Supporters of Egypt’s ousted president, Mohamed Morsi, have once again taken to the streets across the North African state as the government crackdown on dissent intensifies.
Reports say anti-government protest rallies were held in the Egyptian capital Cairo as well as a number of other cities on Friday.
The demonstrations are part of nationwide rallies initially called by Salafist groups.
Egypt’s blacklisted Muslim Brotherhood has backed the call, urging its supporters to take part in the demonstrations.
Ahead of the protests, Egyptian police arrested more than 100 alleged Muslim Brotherhood members on suspicion of planning violent rallies after Friday Prayers.

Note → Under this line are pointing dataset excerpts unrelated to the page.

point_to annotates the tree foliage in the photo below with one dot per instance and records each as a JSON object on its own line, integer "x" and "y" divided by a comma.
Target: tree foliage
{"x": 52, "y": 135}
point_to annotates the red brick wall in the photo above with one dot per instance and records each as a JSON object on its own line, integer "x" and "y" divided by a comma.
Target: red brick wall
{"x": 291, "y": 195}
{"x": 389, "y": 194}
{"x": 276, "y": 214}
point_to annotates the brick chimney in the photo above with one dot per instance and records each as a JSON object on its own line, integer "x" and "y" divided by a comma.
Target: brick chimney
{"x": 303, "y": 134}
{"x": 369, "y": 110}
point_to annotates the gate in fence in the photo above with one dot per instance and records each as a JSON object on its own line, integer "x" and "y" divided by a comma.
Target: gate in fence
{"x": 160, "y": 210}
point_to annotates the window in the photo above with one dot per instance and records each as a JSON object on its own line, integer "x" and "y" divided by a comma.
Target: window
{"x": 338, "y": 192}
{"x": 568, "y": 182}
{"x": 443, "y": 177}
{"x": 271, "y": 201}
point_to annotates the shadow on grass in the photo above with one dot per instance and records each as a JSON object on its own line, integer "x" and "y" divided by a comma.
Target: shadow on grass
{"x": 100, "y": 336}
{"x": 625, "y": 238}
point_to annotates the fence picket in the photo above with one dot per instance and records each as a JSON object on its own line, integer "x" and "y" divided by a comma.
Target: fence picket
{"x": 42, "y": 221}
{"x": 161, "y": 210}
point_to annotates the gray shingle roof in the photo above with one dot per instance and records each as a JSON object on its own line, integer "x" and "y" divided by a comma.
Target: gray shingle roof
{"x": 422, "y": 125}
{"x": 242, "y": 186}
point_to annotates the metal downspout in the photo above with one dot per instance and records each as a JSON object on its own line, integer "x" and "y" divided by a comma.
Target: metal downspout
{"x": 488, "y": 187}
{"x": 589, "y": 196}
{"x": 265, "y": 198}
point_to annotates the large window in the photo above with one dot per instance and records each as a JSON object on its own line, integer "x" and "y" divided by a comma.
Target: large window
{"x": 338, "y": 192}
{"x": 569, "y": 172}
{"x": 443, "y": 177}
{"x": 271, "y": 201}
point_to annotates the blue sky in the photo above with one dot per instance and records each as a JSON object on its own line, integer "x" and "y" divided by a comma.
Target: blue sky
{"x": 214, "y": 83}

Meanwhile, government officials say a senior Egyptian army officer was killed and two others wounded during an attack by unidentified assailants in Cairo on Friday.
Egyptian security forces have already been deployed in key spots around the country.
Earlier, Interior Minister Mohamed Ibrahim warned that security forces will use all means to counter what he called incitements.
Ibrahim added that soldiers have been authorized to use lethal force to counter any assault against public property.
The Egyptian government has so far jailed more than 15,000 supporters of Morsi ever since the army ousted him in July 2013.
Morsi still awaits several trials which, if found guilty, may carry the death penalty.
Human rights groups say about 1,400 people have been killed, 22,000 arrested, and some 200 people handed death sentences in the turmoil since Morsi’s ouster, which was led by the current president and former head of the armed forces, Abdel Fattah el-Sisi.